Afin d’évaluer l’impact de l’érosion, un suivi a été mené par l’IFV d’Angers sur deux appellations du Val de Loire : quarts-de-chaume en contexte de socle (Layon), et chinon en contexte sédimentaire. Pour chaque AOC, deux parcelles ont été suivies via trente points de mesure et un dispositif plus léger a été mis en place sur treize parcelles de chaque AOC, avec trois points de mesure.

« La quantification de l’érosion à l’échelle parcellaire donne une moyenne entre 26 et 31 t/ha/an si l’on considère uniquement les zones érodées des parcelles, et 21 à 24 t/ha/an si l’on considère l’ensemble de la parcelle.

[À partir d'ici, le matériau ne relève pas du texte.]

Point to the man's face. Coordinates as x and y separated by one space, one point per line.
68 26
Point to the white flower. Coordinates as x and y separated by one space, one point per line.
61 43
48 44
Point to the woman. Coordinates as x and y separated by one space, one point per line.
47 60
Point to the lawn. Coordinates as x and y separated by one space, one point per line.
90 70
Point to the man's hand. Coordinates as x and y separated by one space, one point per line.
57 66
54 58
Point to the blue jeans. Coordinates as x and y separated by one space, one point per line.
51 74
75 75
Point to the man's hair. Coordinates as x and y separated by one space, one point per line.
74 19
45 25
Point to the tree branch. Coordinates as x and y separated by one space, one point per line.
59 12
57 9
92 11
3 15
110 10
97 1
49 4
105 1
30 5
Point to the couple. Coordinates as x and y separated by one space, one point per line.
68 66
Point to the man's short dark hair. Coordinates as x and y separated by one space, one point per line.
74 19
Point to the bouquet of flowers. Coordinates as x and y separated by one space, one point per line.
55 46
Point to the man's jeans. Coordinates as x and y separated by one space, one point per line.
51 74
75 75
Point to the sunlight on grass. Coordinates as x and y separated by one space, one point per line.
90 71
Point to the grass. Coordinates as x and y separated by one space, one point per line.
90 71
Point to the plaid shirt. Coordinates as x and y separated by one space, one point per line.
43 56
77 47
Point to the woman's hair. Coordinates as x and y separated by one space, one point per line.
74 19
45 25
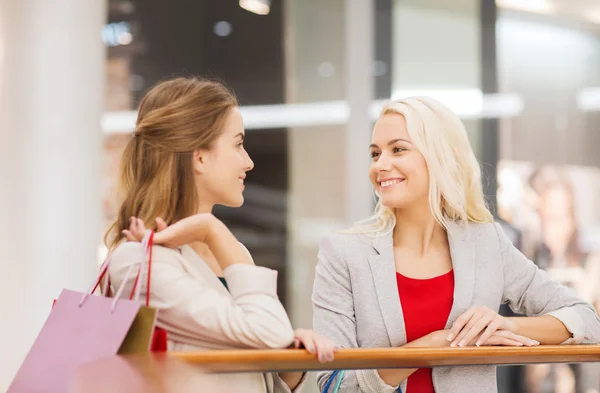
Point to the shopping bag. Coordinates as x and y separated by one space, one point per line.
144 336
81 328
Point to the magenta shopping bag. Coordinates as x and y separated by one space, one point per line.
81 328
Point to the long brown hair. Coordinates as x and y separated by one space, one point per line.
156 179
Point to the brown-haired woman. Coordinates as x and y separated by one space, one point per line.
187 155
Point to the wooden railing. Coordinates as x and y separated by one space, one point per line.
288 360
185 372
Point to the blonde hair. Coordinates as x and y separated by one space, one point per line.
156 179
455 189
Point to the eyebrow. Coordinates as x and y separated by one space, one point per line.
390 143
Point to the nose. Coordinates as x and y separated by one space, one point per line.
249 163
383 163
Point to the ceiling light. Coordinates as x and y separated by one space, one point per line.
535 6
260 7
593 16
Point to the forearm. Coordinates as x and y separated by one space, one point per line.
394 377
546 329
291 379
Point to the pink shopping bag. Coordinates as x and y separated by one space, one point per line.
81 328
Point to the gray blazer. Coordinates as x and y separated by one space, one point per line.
356 301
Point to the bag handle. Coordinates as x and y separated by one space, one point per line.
147 243
103 273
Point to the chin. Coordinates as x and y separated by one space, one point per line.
394 203
237 202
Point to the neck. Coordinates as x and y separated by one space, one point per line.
418 230
205 208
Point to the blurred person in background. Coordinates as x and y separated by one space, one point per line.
431 268
187 155
558 250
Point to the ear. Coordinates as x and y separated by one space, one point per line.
199 159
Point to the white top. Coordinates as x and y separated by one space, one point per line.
199 313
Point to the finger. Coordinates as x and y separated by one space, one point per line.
321 348
499 340
133 227
489 331
475 330
128 235
477 315
132 224
460 323
515 337
325 348
306 340
160 224
141 226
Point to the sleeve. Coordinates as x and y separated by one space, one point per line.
252 317
333 317
276 385
529 290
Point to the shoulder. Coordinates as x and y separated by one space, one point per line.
344 243
128 253
479 232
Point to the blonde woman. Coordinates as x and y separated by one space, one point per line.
187 155
431 268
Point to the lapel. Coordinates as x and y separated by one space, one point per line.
383 269
462 251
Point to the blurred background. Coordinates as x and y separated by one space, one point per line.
310 75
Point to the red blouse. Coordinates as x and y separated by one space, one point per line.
426 305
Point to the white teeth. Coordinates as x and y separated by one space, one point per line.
389 182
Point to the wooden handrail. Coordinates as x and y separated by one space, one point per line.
290 360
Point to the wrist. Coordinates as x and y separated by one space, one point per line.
513 324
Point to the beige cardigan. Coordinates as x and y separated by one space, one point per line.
199 313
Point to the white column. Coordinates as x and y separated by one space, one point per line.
360 53
52 84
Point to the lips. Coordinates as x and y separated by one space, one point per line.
389 183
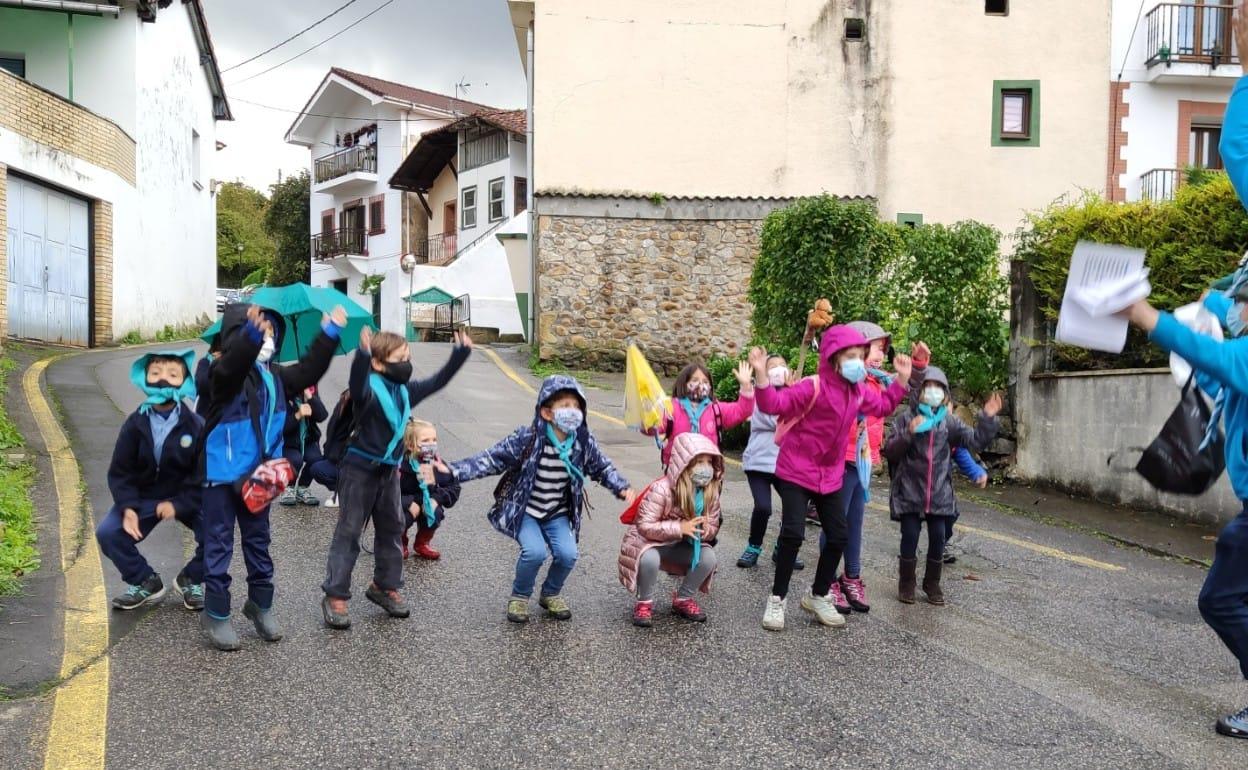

Les parcelles dans le layon montrent une érosion plus faible que celles du chinonais, malgré une topographie plus marquée », détaille Guillaume Delanoue.

Les ceps déchaussés dans certaines vignes montrent l’importance de la problématique liée à l’érosion. © Marie Bonnisseau

Impact sur la physiologie de la vigne

Pour connaître l’impact de l’érosion sur la physiologie de la vigne, diverses méthodes statistiques ont été utilisées (analyse en composante principale ou ACP, et régression linéaire), afin de relier les variables « vigne » avec les variables « sol ». Résultat : il semble que le paramètre érosion en tant que tel n’influence pas directement les paramètres vigne, même si le bilan sédimentaire semble influer sur certains facteurs. Par exemple, sur 2015 et 2016, de fortes carences azotées étaient observées sur l’ensemble du réseau, aggravées en cas de bilan sédimentaire traduisant une forte érosion. De manière générale, une forte accumulation de sol permettra un rendement plus élevé mais de moindre qualité (moins de sucre et plus d’acide), alors que la zone érodée conduira à des rendements plus faibles, avec une augmentation de qualité via une concentration de sucre dans les baies. « Cependant, des situations extrêmes sont dès aujourd’hui inquiétantes quant à la durabilité des sols viticoles avec un effleurement du substrat rocheux et une mise à nu du système racinaire », insiste Guillaume Delanoue.

 

Ré-envisager les pratiques

« Certaines situations critiques amènent à ré-envisager quelques pratiques de gestion des sols afin de limiter l’érosion », souligne Guillaume Delanoue. Si la présence d’enherbement et de couverts végétaux participent à limiter l’érosion en évitant les sols nus, les bandes enherbées entre les rangs conduisent parfois à renforcer l’érosion. « En effet, les ravines créées entre l’herbe et le cavaillon travaillé mécaniquement accentuent l’apparition de flux d’eau, d’où l’importance d’alterner les modes de culture et d’éviter une délimitation nette entre enherbement et zone travaillée sous le cavaillon », propose l’ingénieur IFV.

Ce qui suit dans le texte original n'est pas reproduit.